A dictionary defines nostalgia as: ‘a wistful desire to return in thought or in fact to a former time in one’s life, to one’s home or homeland, or to one’s family and friends; a sentimental yearning for the happiness of a former place or time.’

Nostalgia in psychoanalysis is considered not only as a longing for the past, but a longing for an idealised past – a past that might perhaps, not even exist. We’re all aware of the distorted effect that time can have on real, authentic memory. Nostalgia has a habit of editing out the bad bits, making us able to momentarily dismiss the more negative aspects of past experiences. Facts are forgotten and narratives unwittingly changed.

But nostalgia adds a sense of personal meaning to life and provides us with an understanding of our place in the world at large. This feeling has manifested itself several times in the course of this past year’s sorting – ploughing my way through the mass of objects and other paraphernalia from my past, I’ve become acutely aware of how time has changed the way I feel about so much of the stuff I’ve accumulated.

Time has also, of course, changed me. I’m not the same person I was 30 or 40 years ago, the point at which my collections first started to develop. I wrote in my last post about the strong urge I felt to revisit nostalgic childhood places this summer just gone. I wondered how much the sorting had impacted on my desire to go back to places that held happy childhood memories for me. As it turned out, these trips simply mirrored what had been happening in the studio – looking at what was there, examining it for what it was (truly was) and deciding whether it was going to continue to be a part of my current life, or not.
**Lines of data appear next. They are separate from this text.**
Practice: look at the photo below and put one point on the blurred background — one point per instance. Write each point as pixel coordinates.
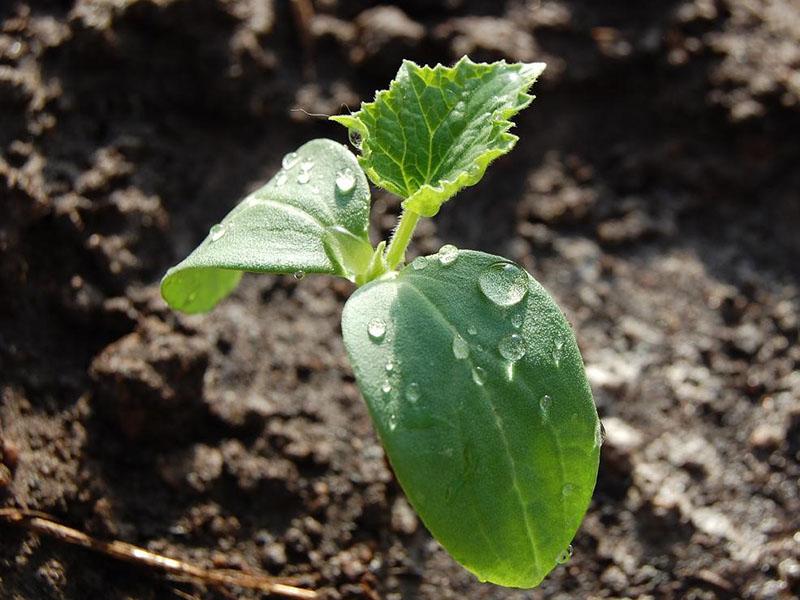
(655, 191)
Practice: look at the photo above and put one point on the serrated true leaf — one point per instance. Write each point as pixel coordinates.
(311, 217)
(435, 130)
(477, 389)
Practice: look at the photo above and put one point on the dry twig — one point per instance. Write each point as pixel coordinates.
(221, 578)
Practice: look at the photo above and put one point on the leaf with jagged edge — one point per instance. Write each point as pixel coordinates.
(311, 217)
(436, 129)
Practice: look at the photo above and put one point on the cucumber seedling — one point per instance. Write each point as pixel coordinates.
(471, 373)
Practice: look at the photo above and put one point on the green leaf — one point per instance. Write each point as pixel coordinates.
(435, 130)
(477, 389)
(311, 217)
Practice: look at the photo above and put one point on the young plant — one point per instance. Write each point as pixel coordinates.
(470, 371)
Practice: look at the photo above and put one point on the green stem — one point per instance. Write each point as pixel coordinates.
(396, 252)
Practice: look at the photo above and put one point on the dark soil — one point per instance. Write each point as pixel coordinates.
(655, 191)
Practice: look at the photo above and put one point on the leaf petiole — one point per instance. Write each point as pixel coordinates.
(396, 252)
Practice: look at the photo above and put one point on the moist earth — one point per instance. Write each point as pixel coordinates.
(655, 191)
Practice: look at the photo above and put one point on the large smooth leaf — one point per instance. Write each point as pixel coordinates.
(435, 130)
(312, 217)
(477, 389)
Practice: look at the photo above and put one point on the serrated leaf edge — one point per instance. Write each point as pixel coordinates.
(446, 188)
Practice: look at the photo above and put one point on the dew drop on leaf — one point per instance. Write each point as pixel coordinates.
(447, 254)
(565, 555)
(599, 435)
(479, 375)
(460, 347)
(503, 283)
(216, 232)
(512, 347)
(290, 160)
(545, 404)
(355, 138)
(376, 329)
(345, 180)
(559, 344)
(419, 263)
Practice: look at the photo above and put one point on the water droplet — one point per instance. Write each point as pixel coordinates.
(503, 283)
(557, 346)
(512, 347)
(599, 435)
(345, 180)
(412, 392)
(447, 254)
(460, 347)
(376, 329)
(216, 232)
(290, 160)
(355, 138)
(419, 263)
(565, 555)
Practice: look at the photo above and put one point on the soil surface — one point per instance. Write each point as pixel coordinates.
(655, 192)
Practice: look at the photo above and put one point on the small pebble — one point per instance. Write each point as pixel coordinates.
(10, 454)
(5, 476)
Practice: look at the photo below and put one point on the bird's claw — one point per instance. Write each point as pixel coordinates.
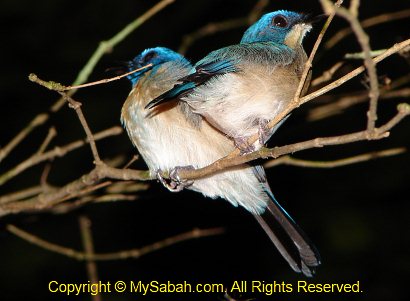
(175, 183)
(242, 144)
(264, 132)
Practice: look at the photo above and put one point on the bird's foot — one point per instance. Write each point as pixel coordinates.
(175, 183)
(264, 131)
(242, 144)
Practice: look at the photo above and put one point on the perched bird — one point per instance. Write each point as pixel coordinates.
(240, 88)
(171, 136)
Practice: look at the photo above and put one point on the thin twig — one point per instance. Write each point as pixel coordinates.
(337, 83)
(289, 160)
(133, 253)
(326, 75)
(369, 63)
(346, 101)
(87, 238)
(50, 135)
(76, 106)
(49, 199)
(56, 152)
(20, 195)
(308, 64)
(83, 75)
(384, 18)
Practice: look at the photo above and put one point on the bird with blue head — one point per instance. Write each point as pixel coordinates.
(239, 89)
(172, 136)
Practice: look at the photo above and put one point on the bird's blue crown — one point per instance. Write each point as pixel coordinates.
(273, 27)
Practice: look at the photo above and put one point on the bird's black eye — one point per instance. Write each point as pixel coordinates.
(148, 57)
(280, 21)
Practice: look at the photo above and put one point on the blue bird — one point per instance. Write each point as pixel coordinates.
(240, 88)
(172, 136)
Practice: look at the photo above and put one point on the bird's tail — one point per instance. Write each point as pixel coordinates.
(289, 239)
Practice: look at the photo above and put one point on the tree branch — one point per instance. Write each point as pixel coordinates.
(133, 253)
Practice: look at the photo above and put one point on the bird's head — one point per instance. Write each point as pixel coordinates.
(284, 27)
(151, 56)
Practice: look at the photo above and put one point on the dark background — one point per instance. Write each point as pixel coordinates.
(357, 215)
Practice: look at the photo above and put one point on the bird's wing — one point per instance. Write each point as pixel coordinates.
(201, 74)
(223, 61)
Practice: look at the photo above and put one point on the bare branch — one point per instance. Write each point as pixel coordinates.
(83, 75)
(308, 64)
(133, 253)
(327, 75)
(47, 200)
(87, 238)
(337, 83)
(56, 152)
(288, 160)
(345, 101)
(384, 18)
(370, 65)
(76, 106)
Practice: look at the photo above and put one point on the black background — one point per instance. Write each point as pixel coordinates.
(357, 215)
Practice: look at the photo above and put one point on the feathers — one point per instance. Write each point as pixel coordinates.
(235, 89)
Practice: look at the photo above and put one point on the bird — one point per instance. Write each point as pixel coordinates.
(239, 89)
(172, 137)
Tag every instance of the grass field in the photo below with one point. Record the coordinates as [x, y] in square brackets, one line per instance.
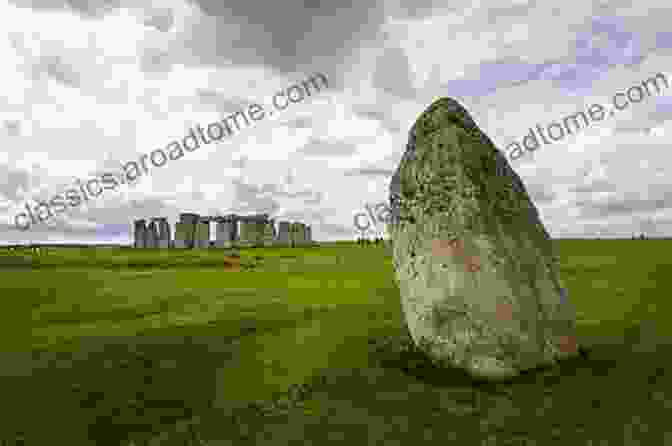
[308, 347]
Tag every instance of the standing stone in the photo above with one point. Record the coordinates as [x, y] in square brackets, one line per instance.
[202, 235]
[297, 234]
[309, 235]
[163, 232]
[479, 282]
[151, 240]
[224, 234]
[188, 222]
[139, 229]
[268, 234]
[183, 235]
[284, 237]
[247, 233]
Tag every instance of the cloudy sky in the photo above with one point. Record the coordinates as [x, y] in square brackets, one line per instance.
[88, 85]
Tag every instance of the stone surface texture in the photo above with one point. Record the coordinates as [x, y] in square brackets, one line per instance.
[479, 281]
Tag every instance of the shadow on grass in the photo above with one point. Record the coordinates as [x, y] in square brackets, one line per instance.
[101, 390]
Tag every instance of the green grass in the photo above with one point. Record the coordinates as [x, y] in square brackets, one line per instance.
[308, 346]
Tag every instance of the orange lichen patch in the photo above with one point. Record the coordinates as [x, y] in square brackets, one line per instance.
[567, 344]
[447, 248]
[232, 263]
[504, 312]
[473, 264]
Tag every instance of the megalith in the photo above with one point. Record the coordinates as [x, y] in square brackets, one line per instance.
[479, 281]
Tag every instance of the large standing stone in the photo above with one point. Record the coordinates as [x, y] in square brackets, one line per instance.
[284, 237]
[478, 279]
[183, 235]
[202, 235]
[139, 228]
[152, 238]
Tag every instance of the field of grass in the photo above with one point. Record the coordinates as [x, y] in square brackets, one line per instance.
[308, 347]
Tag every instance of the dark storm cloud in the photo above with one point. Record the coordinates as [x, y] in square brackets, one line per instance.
[594, 187]
[371, 172]
[155, 61]
[657, 198]
[539, 193]
[369, 112]
[316, 147]
[393, 73]
[284, 34]
[54, 67]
Through scrutinising the individual objects, I’ve been able to make decisions about what stays and what goes; through scrutinising my past and recognising that I’ve been feeling rather stuck in it, I’ve also felt able to make decisions about leaving my past behind and looking to becoming more engaged and connected with the present.

The loss of loved ones, ageing, the fragility of life and so on are themes that will continue to drive me to keep making my work. These themes and their associated emotions are all wrapped up in the various objects I’ve been holding onto all these years. But there has been a definite psychological shift in me which has made the whole letting go process infinitely easier.